If you need further assistance in reviewing this type of an issue, please open a new case with Broadcom SSO Support.
James AtchleyPrincipal Support Engineer - SSO CA a Broadcom Company
Thank you for the detailed response, Policy server in our case is maintained by different team, we are trying to work with them to try the recommendations are already in place.
There are two questions which we try to get answer.
1. We noticed from SM log that the agent restarted, is that normal behavior?
2. We have multiple instances, looks like one among them could not re-establish connection, once restart webserver instances it is all worked fine. Is there a chance some instance may not able to automatically reconnect after policy server issue resolved?
These are the questions our technical team try to understand more about the SM agent behavior. If you can help us to understand that will be great help.
I"ll try to answer the remaining question bellow.
1. We noticed from SM log that the agent restarted, is that normal behavior?I would want to validate that in the logs. Did the agent crash? or stop?
If unable to connect to a policy server and all requests have timed out, would fail to start or come to stop gracefully.
However, if it restarting, a crash condition might have occurred?
What's the release of the agent?
Again, this might be related to configuration of the policy server connections or it might be related to the agent configuration.
For instance, you need to have a unique value for "ServerPath" in the webagent.conf file.
Also, adding 'agentwaittime' = N (where N is a value of 30x number of Policy Server in the boot strap. + 10) to the webagent.conf file might assist in the agents timing out during boot strap under network latency.
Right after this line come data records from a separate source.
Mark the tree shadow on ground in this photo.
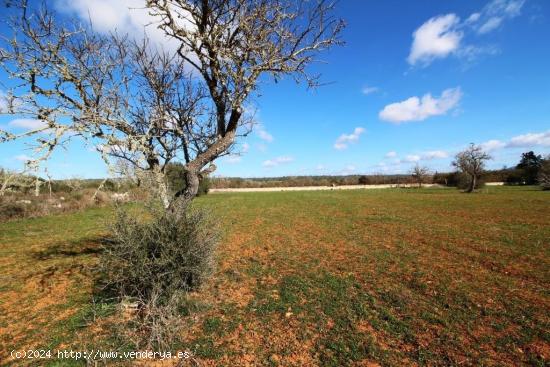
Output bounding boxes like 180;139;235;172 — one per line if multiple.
30;238;104;260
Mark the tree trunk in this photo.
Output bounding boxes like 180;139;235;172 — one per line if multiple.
154;172;171;209
467;174;476;193
34;179;41;197
167;169;200;220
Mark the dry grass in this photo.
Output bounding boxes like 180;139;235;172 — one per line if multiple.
0;186;548;366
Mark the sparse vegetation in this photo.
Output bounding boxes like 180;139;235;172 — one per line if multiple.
100;205;219;349
1;187;548;365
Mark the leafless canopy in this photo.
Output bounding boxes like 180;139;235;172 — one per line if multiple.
0;0;344;212
452;143;491;193
411;164;429;188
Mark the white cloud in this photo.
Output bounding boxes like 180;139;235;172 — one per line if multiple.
256;124;274;142
9;119;48;130
54;0;187;53
385;151;397;158
507;131;550;148
408;1;525;66
481;139;506;151
396;150;448;164
477;131;550;153
334;127;365;150
403;155;421;163
478;17;504;34
488;0;525;17
361;86;379;95
262;156;293;168
422;150;449;160
407;14;463;66
470;0;525;34
455;44;500;63
379;87;462;124
316;164;326;171
241;143;250;153
466;13;481;23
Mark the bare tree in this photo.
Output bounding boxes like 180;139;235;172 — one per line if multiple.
0;0;343;216
411;164;429;188
0;167;34;196
452;144;491;193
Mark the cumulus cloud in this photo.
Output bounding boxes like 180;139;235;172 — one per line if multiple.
54;0;193;54
478;131;550;152
385;151;397;158
262;156;293;168
334;127;365;150
361;86;379;95
9;119;48;130
507;131;550;148
379;87;462;124
407;14;463;66
408;1;525;67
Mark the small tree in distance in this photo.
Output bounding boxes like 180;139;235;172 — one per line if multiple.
452;144;491;193
411;164;429;188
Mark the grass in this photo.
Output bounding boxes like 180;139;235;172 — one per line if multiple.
0;186;549;366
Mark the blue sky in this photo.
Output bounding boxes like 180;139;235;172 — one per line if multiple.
1;0;549;179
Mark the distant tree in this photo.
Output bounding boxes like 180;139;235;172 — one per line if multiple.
411;164;429;188
452;144;491;193
358;175;370;185
538;156;550;190
516;151;543;185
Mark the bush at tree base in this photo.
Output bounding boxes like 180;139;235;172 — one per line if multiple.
100;204;219;348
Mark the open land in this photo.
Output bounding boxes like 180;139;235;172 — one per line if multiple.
0;186;548;366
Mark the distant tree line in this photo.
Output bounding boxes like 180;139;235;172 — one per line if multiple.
211;151;550;190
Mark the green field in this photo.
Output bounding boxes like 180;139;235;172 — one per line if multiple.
0;186;549;366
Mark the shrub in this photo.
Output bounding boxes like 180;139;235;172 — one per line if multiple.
102;206;219;301
0;201;26;220
100;205;219;347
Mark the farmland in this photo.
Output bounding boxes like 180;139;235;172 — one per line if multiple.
0;186;549;366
If you have 6 servers defined in the SMHOST.conf file, then (6*30) +10 = 190. agentwaittime=190
Also, if you have the Policy Server listed as FQDN consider testing with IP addresses instead.
In summary, I would .. .1. check the release notes for code issues within your release of the agent.
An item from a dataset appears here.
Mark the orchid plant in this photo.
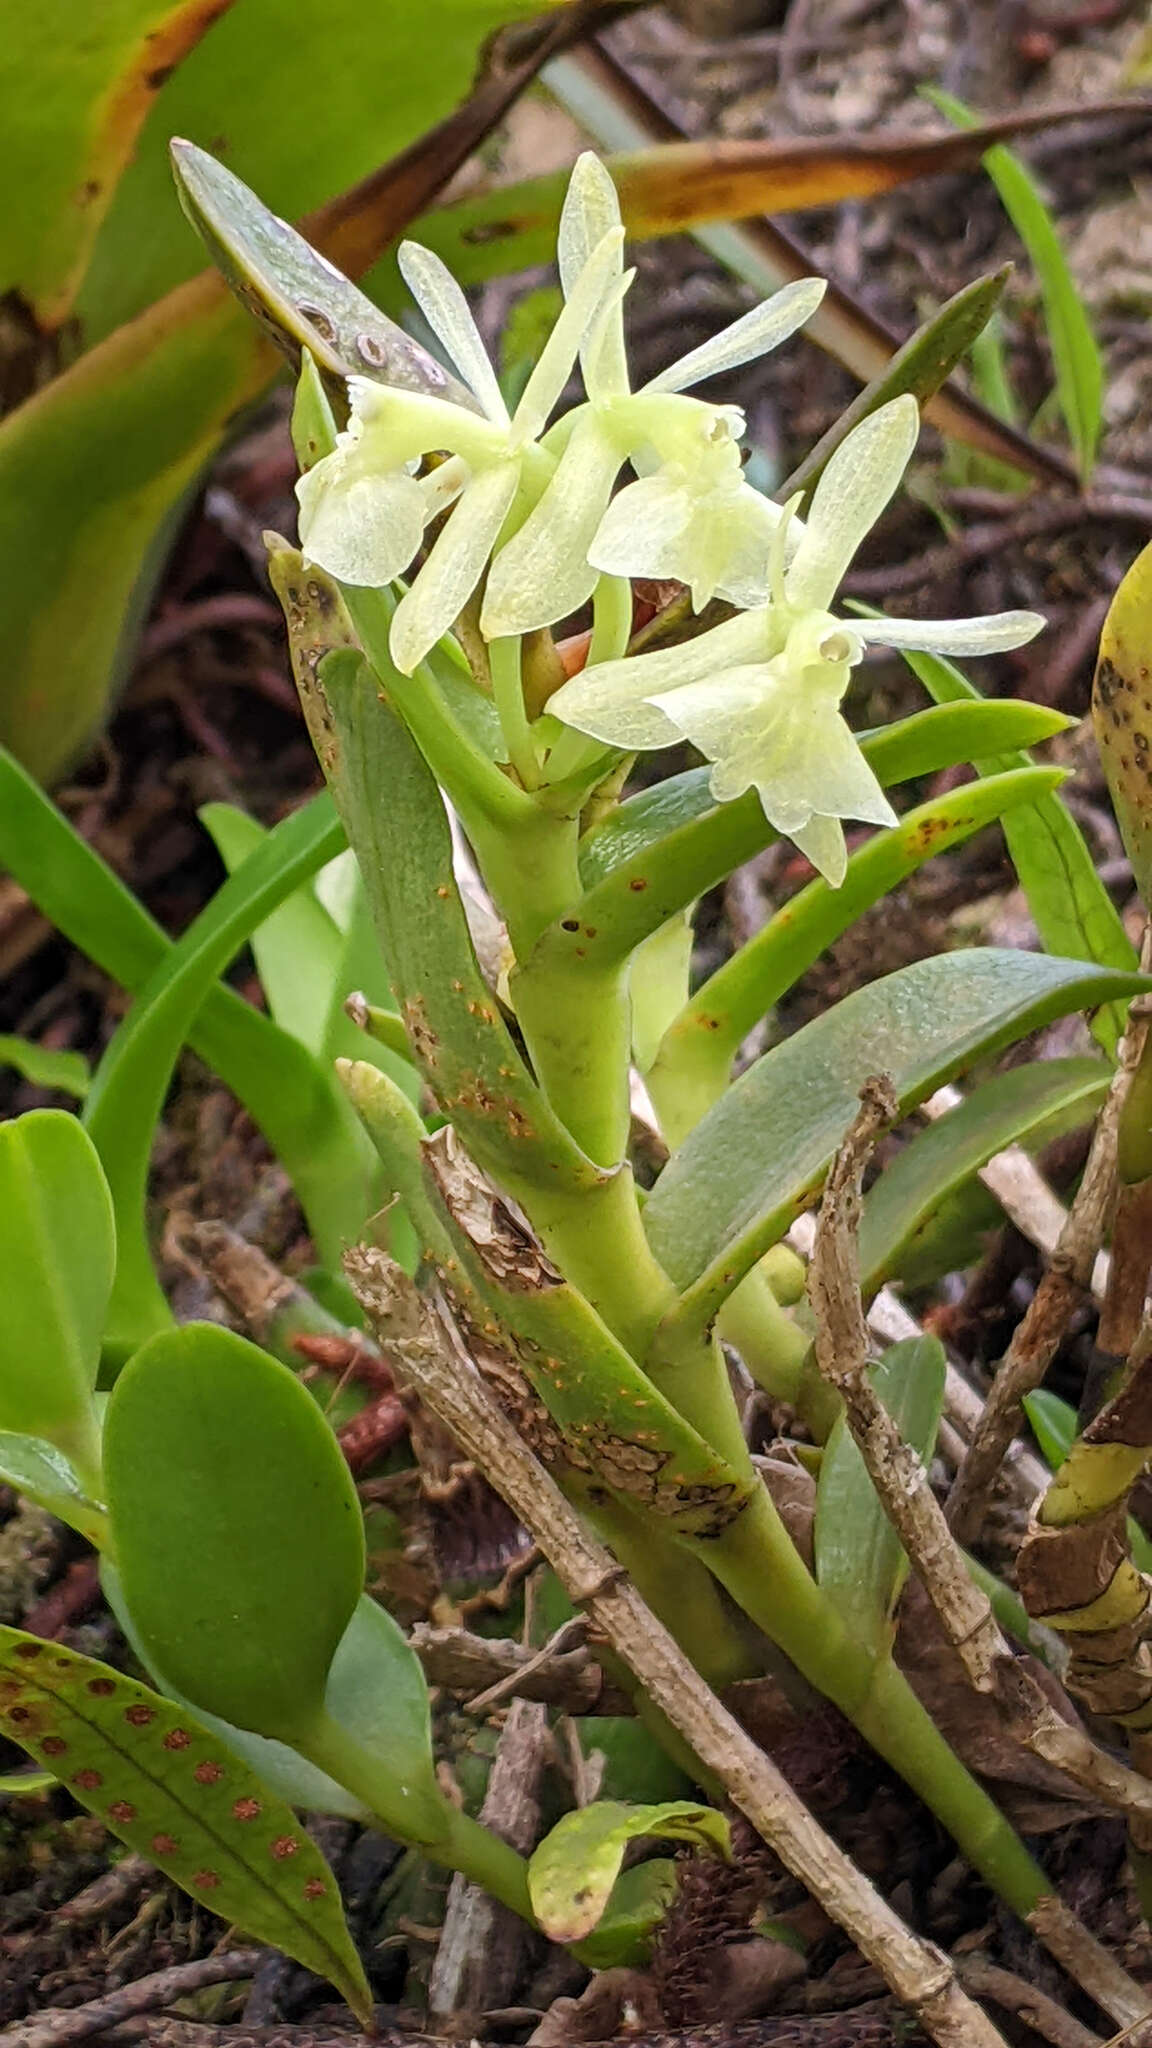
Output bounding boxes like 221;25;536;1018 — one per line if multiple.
2;140;1148;2039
2. remove DNS resolution from the equation by using IPs for the policy server connections by the agent in the SMHOST.conf files.
3. Confirm that the value for "ServerPath" is unique for each instance.
note: Serverpath does NOT need to be "Actual directory Path", you can use any unique value. For instance "ServerPath=MyAppName
4: Add "agentwaittime" to the webagent.conf.
Does this help?
Here is an extract from one of our agent log
We are running version 12.52
[21327/4160678352][Tue Mar 26 2019 03:57:10][CSmHighLevelAgent.cpp:206][INFO][sm-AgentFramework-00390] HLA: Stopping.[21327/4160678352][Tue Mar 26 2019 03:57:11][SmPlugin.cpp:103][INFO][sm-AgentFramework-00180] Agent Framework plug-in 'SM_WAF_HTTP_PLUGIN' shutdown.[21327/4160678352][Tue Mar 26 2019 03:57:11][SmAgentAPI.cpp:1703][INFO][sm-AgentFunc-00040] Agent API has been released.[31698/4160670528][Tue Mar 26 2019 04:47:42][LLAWorkerProcess.cpp:1893][WARNING][sm-AgentFramework-00700] LLAWP: DoManagement lost connection to Policy Server.[13956/62794608][Tue Mar 26 2019 10:20:05][CSmLowLevelAgent.cpp:5207][INFO][sm-AgentFramework-00510] LLA: Logging initialized.
It looks like agent stopped, I am not sure it is graceful shutdown or crash. and in few mins it started getting requests.
With the help of our middleware team i am trying to get the configurations verified.